Layoverland by Gabby Noone
It all happens quickly: Bea, a brash teenager, gets killed in a car accident. Immediately following, she’s on a plane headed to purgatory, where she must stay (and work) until further notice. There, Bea is tasked with ushering thousands of fellow dead people like herself—those stuck in a hellish limbo—into heaven, the ultimate afterlife destination. But, as any delicious YA novel would have it, one of Bea’s assignees is Caleb, the guy to blame for the car wreck that killed them both. Thing is, she also kind of falls in love with him. What are these dead teens to do? For a book on the lighthearted side, Layoverland is super fun, easy to read, highly imaginative, and all sorts of clever. Naturally, we recommend this book for your own layover.
Under the Rainbow by Celia Laskey
A group of LGBTQIA+ activists willingly move to the small fictional town of Big Burr, Kansas after it’s labeled the most homophobic place in the U.S.—all for the ambitious challenge of changing people’s minds about queer folx. Every chapter, which focuses on a different narrator, unfolds so insanely well that you quickly get absorbed in the big drama of these small-town lives (such is the case when you live in a place where everyone knows each other’s business). There’s the teenaged daughter of lesbians who gets involved in a hate crime; the married gay man who cruises on hookup apps; the numbed woman who grieves the untimely death of her son; and more. While there are plenty of brutalities that these characters confront, Under the Rainbow is a purely empathetic novel at its core.
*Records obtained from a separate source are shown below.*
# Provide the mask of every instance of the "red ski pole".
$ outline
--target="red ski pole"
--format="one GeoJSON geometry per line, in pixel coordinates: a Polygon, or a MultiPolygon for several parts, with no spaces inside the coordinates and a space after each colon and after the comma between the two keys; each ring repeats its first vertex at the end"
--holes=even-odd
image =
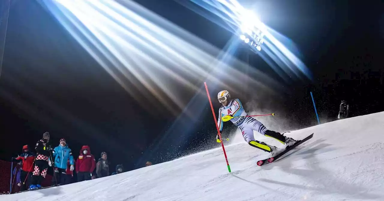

Althea Gibson: The Story of Tennis' Fleet-of-Foot Girl
by Megan Reid & illustrated by Laura Freeman
Before Serena Williams, there was Althea Gibson. As a tall black woman from Harlem with a larger-than-life attitude, the tennis legend was impossible to ignore both on and off the court for playing a sport that was typically reserved for white-only clubs during her time. Though her legacy has gone largely unnoticed since her death, Gibson finally gets some much-deserved recognition this year in picture-book form. In it, author Megan Reid celebrates Gibson’s meteoric rise to winning the Glam Slam at Wimbledon, and the French, Australian, and U.S. Opens (the first black person to do so) in joyous language for young readers. And, if your child can’t read yet, there are plenty of beautiful illustrations to marvel at, too.
The Herd by Andrea Bartz
Looking for a beach read to accompany your spring break escape? Look no further. When Eleanor, the founder of a New York-based beauty startup and women’s coworking space (called The HERd, get it?) goes missing, it’s up to her closest friends to get to the bottom of her disappearance. Enter Hana and Katie, two sisters who’ve known Eleanor since childhood, and friend and fellow Herder, Mikki. Once the trio starts digging for answers, they learn that not everything in Eleanor’s past is millennial pink. But Katie, Hana, and Mikki have their own secrets to protect, and the question becomes just how far they’ll go to do so. It’s an Agatha Christie mystery for the Glossier generation, and enough fun to make time evaporate in a cloud of statement perfume. (Out 3/27)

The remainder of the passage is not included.